We recently got news of a changing Snapchat experience, supposedly a fact suggested by developers digging out code from the Android mobile app. As a result, the topic has been discussed over on the XDA Developers forum and it would seem that the changes – although not yet officially confirmed – would be based on the addition of audio and video calling from inside Snapchat itself.
But that’s not all there is. It would seem that the developers behind the selfie-exchanging service are also thinking of adopting actual chat messaging; this has been hinted at after the developers noticed the introduction of Snapchat’s emojis into them altogether.
There have been a number of leaked screenshots that depict the Snapchat app having some extra controls than the ones we’ve grown accustomed to. For example, there is a particular one that displays a bar along the top side of the screen that is supposedly used to initiate a voice call. That could later transition into a video call by the tap of a button alone.
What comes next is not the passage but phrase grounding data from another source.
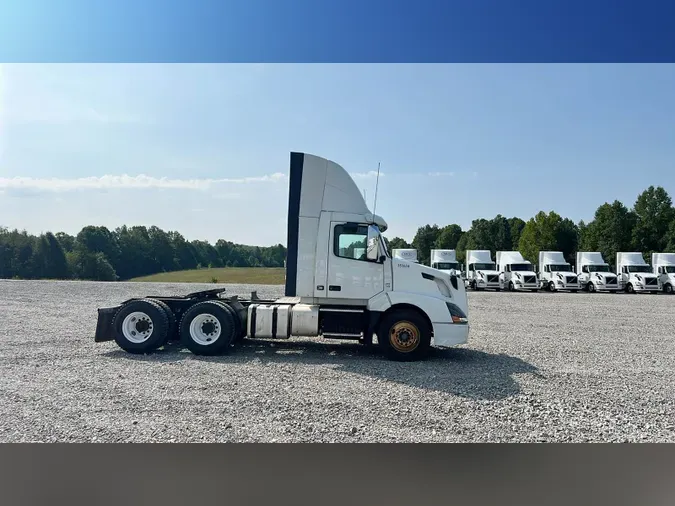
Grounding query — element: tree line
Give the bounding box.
[0,225,287,281]
[385,185,675,268]
[2,185,673,281]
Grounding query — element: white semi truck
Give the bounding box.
[537,251,580,292]
[496,251,539,292]
[575,252,620,293]
[93,152,470,362]
[392,248,419,263]
[651,252,675,294]
[616,252,659,294]
[465,249,501,291]
[430,249,461,275]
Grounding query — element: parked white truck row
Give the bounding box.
[406,248,675,294]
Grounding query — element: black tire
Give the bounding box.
[377,309,431,362]
[470,280,477,290]
[508,281,514,292]
[152,299,177,342]
[548,281,555,292]
[112,299,171,354]
[588,282,596,293]
[664,284,673,294]
[179,300,236,356]
[220,303,244,343]
[626,283,634,294]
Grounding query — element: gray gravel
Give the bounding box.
[0,279,674,442]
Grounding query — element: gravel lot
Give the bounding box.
[0,279,674,442]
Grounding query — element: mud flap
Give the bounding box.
[94,306,120,342]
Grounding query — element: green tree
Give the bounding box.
[631,186,675,256]
[518,211,573,263]
[508,217,526,250]
[411,224,441,265]
[434,224,463,250]
[581,201,636,265]
[385,237,411,250]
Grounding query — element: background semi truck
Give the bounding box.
[392,249,419,263]
[94,152,470,362]
[430,249,461,275]
[537,251,579,292]
[616,252,658,294]
[651,252,675,294]
[465,249,500,290]
[496,251,539,292]
[575,252,620,292]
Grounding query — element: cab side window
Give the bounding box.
[334,224,369,261]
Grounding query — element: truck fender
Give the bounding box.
[366,292,456,340]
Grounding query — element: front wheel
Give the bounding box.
[508,281,515,292]
[588,282,596,293]
[664,284,673,294]
[626,283,634,294]
[377,310,431,362]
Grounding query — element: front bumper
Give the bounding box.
[474,278,500,289]
[513,283,538,291]
[432,321,469,348]
[630,284,659,292]
[94,306,121,342]
[595,285,620,292]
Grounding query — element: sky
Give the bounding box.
[1,63,675,246]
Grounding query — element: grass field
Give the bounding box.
[129,267,285,284]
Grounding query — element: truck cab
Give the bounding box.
[651,252,675,294]
[575,252,619,293]
[496,251,539,292]
[430,249,463,277]
[616,252,658,294]
[465,249,501,291]
[538,251,579,292]
[94,152,470,362]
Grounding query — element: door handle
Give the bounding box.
[328,285,341,291]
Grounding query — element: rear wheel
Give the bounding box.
[112,299,171,354]
[180,300,237,356]
[152,299,177,342]
[377,310,431,362]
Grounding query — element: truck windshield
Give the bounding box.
[473,263,496,270]
[627,265,651,273]
[589,264,610,272]
[434,262,459,270]
[549,264,572,272]
[665,266,675,274]
[510,263,532,271]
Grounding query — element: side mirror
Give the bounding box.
[366,225,380,262]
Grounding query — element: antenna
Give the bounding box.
[373,162,381,215]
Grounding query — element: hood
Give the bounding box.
[475,269,500,276]
[630,272,657,279]
[592,272,617,280]
[512,270,537,276]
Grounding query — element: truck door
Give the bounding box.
[326,222,385,301]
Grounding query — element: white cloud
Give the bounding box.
[0,173,288,193]
[350,171,385,179]
[428,171,455,177]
This could mean that Snapchat will become an application that can compete head-on with others such as Facebook Messenger and Whatsapp – the currently most popular applications that allow people to not only chat via text, but also send photos, videos, call or video call their friends with no carrier charge.
It seems like the transition that Snapchat wishes to undertake with their socializing application brings a huge amount of advantages for the company and users, and not many downsides to think about. First and foremost, it would seem that the new version of the app would come with a much friendlier user interface; one that anyone oculd easily figure out if they’ve ever used other similar apps before – such as Whatsapp.
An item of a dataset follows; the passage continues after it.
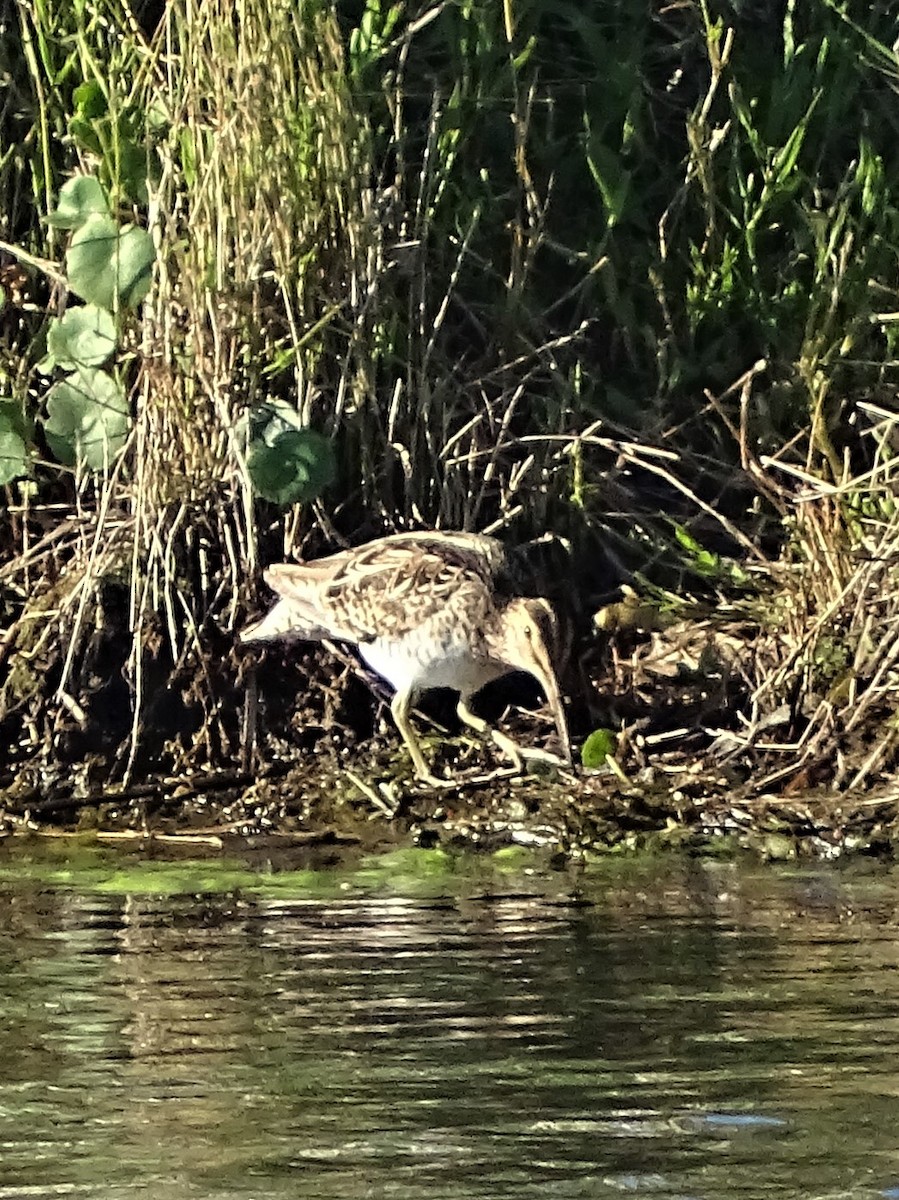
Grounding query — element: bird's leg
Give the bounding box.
[456,697,524,771]
[457,697,570,772]
[390,690,454,788]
This could also mean that Snapchat could generate revenue through a number of ways: monetizing via the messaging features such as stickers and not mandatory but premium content you could unlock via paying. Not to mention the possibility of advertising.
However, there is no telling if any of those changes will truly be pushed to the public anytime soon. While it would be obviously in tune with the changes that other social chatting platforms are undertaking, it may – on the other hand – be not as well regarded by individuals who have been using it for a while.
It is common belief that the way Snapchat works these days is truly unique and not something you can easily get with any other app. Even since its inception, Snapchat managed to maintain everything at a very high privacy level by only letting the images that users sent last mere seconds, and self-destructing soon afterwards. That way, the only way you could keep record of what was being sent to you was by being swift enough to take a screenshot at the appropriate time.
However, Snapchat also recently changed their terms and conditions to let users know they are no longer deleting all content that passes through their platform. Instead, the company made it clear that it began saving the data that passes through and that it now owns pictures and videos that are and will be sent through its service.